- Born: c. 1959
- Other names: Sister Kate
- Occupations: Owner, Sisters of the Valley

= Christine Meeusen =

Cannabis entrepreneur in California

Christine Meeusen (b. ), also known as "Sister Kate", is a Merced-based farmer and businessperson, best known as the founder and owner of Sisters of the Valley, a business specializing in high-CBD, low-THC preparations made from on-premises grown cannabis.

==Biography==
Christine Meeusen was born into a Catholic family in Milwaukee, Wisconsin. She married, had three children, and settled in Amsterdam, where she worked as a consultant. After she and her husband divorced, she experienced serious financial difficulties and returned to the United States with her children in 2009. Upon arriving in California in 2010, she founded "Caregrowers", a medical cannabis company, with her brother. Also in 2010, Meeusen became involved in the Occupy Movement, donning a Halloween costume nun's habit and becoming known as "Sister Occupy". In 2013 and 2014, Caregrowers closed and she began to adopt the nun persona full-time for her new company, Sisters of the Valley. As of 2025, she continues to use the Sister Kate moniker and dress in the production of cannabis medicine.

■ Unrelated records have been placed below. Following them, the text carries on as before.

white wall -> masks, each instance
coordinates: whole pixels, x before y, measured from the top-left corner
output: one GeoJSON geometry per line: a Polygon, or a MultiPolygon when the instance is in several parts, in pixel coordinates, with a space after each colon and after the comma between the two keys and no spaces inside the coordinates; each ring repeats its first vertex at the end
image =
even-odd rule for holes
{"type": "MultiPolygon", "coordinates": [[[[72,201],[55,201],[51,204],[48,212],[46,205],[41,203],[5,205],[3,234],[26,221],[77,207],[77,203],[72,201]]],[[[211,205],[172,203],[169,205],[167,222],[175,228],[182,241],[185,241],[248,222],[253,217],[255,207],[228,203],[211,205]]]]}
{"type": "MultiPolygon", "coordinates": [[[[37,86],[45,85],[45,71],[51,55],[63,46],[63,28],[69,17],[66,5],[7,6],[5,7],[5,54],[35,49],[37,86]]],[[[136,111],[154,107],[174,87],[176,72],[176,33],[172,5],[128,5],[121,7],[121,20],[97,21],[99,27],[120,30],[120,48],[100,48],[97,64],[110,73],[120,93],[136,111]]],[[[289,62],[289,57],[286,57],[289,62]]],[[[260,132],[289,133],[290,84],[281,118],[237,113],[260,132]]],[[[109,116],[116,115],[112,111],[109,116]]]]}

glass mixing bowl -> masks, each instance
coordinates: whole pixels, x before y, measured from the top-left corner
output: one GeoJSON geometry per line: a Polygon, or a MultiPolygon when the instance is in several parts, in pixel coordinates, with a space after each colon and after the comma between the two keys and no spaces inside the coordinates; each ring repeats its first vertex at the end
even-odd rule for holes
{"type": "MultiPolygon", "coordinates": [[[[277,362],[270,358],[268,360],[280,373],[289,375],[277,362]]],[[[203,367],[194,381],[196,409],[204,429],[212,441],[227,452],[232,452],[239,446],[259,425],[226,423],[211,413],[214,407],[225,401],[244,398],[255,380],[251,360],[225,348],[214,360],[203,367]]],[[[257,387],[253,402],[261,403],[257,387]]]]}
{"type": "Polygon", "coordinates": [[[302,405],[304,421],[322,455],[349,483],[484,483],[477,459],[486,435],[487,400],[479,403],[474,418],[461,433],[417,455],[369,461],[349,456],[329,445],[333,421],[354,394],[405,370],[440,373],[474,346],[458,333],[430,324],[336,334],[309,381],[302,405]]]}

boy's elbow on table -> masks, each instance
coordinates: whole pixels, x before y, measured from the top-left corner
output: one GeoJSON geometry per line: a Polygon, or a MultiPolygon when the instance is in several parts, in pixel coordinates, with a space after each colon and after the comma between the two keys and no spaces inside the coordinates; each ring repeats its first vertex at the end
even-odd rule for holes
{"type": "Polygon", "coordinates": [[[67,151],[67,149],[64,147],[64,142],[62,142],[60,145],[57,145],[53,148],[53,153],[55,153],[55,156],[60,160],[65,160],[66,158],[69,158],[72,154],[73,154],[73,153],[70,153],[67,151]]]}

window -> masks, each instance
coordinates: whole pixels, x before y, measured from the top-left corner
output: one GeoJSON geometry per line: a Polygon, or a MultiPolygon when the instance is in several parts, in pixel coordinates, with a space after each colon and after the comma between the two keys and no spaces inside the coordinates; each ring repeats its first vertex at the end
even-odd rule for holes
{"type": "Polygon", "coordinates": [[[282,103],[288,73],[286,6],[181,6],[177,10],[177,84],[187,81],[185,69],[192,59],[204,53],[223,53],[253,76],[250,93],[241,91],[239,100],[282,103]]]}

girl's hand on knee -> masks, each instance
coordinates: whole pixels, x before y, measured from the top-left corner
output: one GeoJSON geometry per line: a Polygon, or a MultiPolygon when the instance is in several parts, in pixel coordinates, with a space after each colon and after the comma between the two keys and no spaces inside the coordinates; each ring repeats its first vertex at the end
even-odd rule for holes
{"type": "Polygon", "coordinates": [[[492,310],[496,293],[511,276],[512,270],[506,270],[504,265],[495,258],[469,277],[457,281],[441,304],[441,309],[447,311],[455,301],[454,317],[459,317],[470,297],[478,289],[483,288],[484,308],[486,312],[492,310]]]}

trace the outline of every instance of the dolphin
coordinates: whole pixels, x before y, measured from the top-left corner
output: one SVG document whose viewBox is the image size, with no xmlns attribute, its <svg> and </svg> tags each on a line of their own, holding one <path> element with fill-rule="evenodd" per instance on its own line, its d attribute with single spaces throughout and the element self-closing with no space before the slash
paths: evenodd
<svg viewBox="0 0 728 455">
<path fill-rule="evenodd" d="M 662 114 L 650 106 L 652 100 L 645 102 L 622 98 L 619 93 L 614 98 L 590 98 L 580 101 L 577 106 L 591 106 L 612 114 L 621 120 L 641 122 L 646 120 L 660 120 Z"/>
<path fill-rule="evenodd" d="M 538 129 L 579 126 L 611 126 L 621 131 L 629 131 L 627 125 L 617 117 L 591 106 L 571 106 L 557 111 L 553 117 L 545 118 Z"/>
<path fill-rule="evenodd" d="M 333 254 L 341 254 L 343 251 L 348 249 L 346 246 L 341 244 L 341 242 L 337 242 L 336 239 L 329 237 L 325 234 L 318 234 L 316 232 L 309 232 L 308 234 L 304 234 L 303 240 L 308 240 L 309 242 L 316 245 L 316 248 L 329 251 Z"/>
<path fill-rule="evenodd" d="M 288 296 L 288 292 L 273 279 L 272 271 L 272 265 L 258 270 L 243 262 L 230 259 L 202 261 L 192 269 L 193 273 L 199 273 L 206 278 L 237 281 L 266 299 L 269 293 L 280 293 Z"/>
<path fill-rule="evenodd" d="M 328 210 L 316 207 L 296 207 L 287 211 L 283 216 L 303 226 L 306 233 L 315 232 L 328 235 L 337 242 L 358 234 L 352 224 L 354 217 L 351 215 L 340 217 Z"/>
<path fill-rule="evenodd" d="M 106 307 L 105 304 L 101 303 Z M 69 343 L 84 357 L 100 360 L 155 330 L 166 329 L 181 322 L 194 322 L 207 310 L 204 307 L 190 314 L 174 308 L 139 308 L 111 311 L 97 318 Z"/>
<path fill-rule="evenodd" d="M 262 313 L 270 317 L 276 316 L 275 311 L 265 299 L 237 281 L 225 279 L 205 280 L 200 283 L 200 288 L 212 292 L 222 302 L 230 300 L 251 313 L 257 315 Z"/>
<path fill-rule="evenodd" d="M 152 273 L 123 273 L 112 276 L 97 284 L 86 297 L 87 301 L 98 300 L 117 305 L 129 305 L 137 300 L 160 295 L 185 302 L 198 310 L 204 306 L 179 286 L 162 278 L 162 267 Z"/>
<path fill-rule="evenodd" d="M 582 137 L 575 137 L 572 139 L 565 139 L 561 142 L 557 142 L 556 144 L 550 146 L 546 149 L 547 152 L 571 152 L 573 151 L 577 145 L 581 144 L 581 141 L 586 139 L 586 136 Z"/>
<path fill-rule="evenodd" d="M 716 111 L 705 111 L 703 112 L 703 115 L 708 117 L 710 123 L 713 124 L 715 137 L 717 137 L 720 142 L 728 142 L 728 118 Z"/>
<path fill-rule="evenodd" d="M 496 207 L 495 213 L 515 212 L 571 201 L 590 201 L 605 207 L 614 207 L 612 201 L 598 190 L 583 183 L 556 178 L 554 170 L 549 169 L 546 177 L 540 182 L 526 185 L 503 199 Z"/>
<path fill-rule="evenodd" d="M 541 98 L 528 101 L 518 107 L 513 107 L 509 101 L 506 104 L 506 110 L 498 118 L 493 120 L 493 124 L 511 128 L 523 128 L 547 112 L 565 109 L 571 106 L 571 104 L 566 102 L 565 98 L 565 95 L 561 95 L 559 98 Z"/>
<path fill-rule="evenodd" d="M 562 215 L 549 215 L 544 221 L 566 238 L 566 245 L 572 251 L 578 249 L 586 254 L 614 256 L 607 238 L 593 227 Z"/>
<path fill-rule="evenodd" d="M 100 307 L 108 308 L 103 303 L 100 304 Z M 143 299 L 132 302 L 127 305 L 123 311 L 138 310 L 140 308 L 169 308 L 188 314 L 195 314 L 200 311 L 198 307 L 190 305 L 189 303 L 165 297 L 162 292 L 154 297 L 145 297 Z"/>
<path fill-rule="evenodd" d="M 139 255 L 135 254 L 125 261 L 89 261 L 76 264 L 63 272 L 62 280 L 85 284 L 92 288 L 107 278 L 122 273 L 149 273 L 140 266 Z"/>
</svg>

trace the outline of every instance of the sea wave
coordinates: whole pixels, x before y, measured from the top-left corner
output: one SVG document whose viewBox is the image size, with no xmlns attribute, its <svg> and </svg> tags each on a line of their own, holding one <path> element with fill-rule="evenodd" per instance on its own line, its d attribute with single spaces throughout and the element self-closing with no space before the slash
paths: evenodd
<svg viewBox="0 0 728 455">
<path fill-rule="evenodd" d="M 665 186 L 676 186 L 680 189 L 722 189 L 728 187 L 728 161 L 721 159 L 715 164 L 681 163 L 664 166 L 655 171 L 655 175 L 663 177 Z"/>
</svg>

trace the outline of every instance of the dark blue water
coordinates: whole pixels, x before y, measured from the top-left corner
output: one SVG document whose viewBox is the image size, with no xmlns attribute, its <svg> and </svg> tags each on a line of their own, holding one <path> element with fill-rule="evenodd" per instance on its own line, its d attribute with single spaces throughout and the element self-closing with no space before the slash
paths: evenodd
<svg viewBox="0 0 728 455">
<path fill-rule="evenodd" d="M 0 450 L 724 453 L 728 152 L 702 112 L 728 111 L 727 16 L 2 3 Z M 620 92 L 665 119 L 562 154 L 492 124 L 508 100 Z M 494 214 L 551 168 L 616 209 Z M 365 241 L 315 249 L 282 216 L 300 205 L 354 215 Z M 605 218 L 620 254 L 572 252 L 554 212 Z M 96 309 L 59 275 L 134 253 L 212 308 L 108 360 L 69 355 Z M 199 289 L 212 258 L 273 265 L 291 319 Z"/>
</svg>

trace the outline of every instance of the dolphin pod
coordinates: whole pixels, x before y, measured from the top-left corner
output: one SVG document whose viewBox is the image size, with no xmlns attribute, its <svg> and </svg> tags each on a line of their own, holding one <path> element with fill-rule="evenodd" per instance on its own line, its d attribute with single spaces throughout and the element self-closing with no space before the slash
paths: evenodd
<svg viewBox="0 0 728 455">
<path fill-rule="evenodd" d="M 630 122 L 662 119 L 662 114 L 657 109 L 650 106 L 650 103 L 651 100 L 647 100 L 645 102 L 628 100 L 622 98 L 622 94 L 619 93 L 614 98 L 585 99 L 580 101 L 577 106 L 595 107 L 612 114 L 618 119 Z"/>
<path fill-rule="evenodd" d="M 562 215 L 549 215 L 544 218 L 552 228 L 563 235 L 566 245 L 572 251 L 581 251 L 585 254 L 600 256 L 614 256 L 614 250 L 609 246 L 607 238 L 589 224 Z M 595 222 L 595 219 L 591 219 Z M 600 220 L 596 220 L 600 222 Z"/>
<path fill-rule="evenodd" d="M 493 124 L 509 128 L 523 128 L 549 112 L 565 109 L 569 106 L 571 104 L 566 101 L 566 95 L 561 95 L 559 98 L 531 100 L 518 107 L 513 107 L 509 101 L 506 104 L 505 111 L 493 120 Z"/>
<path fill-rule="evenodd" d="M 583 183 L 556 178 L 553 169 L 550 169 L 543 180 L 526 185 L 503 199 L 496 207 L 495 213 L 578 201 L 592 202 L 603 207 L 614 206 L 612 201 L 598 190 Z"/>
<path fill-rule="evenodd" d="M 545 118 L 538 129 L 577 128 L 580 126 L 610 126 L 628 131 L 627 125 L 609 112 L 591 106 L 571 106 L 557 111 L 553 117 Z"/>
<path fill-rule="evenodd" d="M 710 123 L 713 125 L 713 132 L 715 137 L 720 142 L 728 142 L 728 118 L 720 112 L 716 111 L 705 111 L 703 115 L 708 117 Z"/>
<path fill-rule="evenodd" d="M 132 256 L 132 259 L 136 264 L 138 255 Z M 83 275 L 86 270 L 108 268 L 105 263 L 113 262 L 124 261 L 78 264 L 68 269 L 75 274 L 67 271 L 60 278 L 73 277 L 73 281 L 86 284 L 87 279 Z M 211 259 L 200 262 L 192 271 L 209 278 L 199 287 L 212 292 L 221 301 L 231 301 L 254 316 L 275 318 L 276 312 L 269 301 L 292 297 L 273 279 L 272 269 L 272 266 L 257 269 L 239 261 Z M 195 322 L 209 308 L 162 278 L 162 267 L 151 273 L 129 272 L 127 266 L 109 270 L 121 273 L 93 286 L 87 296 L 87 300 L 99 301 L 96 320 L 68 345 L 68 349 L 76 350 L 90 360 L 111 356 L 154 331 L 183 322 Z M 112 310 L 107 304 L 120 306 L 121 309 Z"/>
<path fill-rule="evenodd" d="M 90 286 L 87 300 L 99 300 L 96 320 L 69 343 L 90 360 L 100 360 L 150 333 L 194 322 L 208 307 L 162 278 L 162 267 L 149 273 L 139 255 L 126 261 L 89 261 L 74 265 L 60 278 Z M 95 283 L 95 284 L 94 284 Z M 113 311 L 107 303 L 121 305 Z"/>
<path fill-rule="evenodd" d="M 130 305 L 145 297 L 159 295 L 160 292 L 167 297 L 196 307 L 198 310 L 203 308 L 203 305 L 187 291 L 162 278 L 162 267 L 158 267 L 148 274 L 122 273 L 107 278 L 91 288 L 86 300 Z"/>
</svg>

She produces the medicine in a semi-cooperative operation in Merced, California, Sisters of the Valley, with her partner Darcy "Sister Darcy" Johnson and other temporary workers. Meeusen, who does not identify with Christianity, considers the production to be a spiritual activity, whose rituals and incorporate New Age practices and environmentalism, "borrowing" from Native American practices.